''The Blair Witch Project'' teaches Hollywood an important lesson

Ty Burr explains how one little movie has returned the ''indie'' to independent films

”The Blair Witch Project” teaches Hollywood an important lesson

”The Blair Witch Project” was No. 2 at the box office last weekend. When it goes into even more theaters on Friday, it will probably come out at No. 1.

And that, my friends, represents the biggest earthquake to hit Hollywood in decades.

The fact that this piddly little indie freak show outgrossed a honking white elephant like ”The Haunting” pretty much rips the moorings out of every business tenet the film industry holds dear. There are no stars. There are no special effects. The dialogue has been improvised, and you’ll need to take Dramamine to deal with the camera work. Most mind-bendingly counterintuitive of all — at least, to the Tinseltown way of thinking — there’s no fricking monster.As one of this magazine’s editors says, nervously mocking ”Blair”’s show-no-evil stance: ”Watch out! It’s a bunch of sticks!”

None of it matters, because this movie is all anyone in a certain audience wants to see, and that audience is far, far larger than Hollywood, in its self-protective cynicism, has wanted to admit until now.

In other words, it takes something like ”Blair Witch Project” to remind us just exactly what the words independent moviemean. They don’t mean anything made by Miramax and starring Gwynnie Paltrow in a corset. They don’t mean any movie where Eric Stoltz and a bunch of goateed geeks bang their heads against the concept of women. They don’t mean any Quentin Tarantino rip-off, including the ones made by Quentin Tarantino.

No, what independent moviemeans — or used to mean, and now means again — is filmmaking utterly removed from the businessof filmmaking. Something put on celluloid because some people had a good idea and borrowed some money and scammed some cameras and just did the damn thing. Not because it would lead to a development deal at Fox, but because they just had to see it up on a screen.

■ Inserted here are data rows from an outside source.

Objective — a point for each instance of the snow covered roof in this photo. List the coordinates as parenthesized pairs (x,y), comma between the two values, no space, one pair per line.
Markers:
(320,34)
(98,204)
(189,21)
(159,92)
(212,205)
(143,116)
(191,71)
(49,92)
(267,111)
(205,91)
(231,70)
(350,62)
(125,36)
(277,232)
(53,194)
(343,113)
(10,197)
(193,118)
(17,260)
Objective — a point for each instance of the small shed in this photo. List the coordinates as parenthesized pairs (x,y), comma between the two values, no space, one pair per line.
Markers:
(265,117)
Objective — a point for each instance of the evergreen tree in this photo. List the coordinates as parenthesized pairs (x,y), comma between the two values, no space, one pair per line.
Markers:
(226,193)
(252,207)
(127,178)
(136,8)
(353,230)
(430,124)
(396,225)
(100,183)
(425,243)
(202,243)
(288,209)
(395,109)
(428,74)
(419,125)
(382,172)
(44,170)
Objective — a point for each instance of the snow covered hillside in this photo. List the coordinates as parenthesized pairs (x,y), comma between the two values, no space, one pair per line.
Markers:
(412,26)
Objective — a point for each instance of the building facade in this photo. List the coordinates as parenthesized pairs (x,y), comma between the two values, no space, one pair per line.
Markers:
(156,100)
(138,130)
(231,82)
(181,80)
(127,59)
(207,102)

I’m not making any claims for ”Blair Witch” as art. It’s a great gimmick that follows through on its premise in a way that basically honors the audience’s intelligence and short-circuits knee-jerk criticism from trendoids like us here at EW. And as a pop-culture event it marks the maturation of the Internet as a full partner in not only the marketing of a film but in the creation of its narrative whole (”Blair”’s creepy enough, but the back-story materials posted at the film’s website both set you up for the dread and deepen it).

In fact, the Web is what makes ”Blair” different from previous groundbreaking horror films from outside the studio system — movies like ”Texas Chainsaw Massacre,” ”Night of the Living Dead,” and so on. Those were midnight cult hits that never stood a chance of cracking the weekend box office charts. Their audience grew slowly, by word of mouth, not by click of mouse. The only film I can think of that turned the values of Hollywood so upside down so quickly is 1969’s ”Easy Rider” — a cheap hippie biker flick (whose cast, admittedly, held considerable counterculture cachet) that raked in the bucks and created a movie ”youth market” overnight.

The result, of course, was a torrent of really, really bad hippie flicks, not to mention a lot of studio executives wearing Nehru jackets. And you can bet that Hollywood types will try to co-opt the ”Blair Witch” wave, too, by throwing money at filmmakers from outside the L.A./N.Y. power axis, by beefing up their websites, and by praying.

This is nothing new. In fact, it’s the history of our culture to receive regular infusions of vitality and then dilute them through packaging and overkill (See: Elvis, punk rock, ”Scream”). ”Blair Witch”’s distributor, Artisan, has already indicated that at least one sequel will be made. And now that the directors can afford blood squibs, bladder effects, and computer-generated demons, do you really think they won’t use them?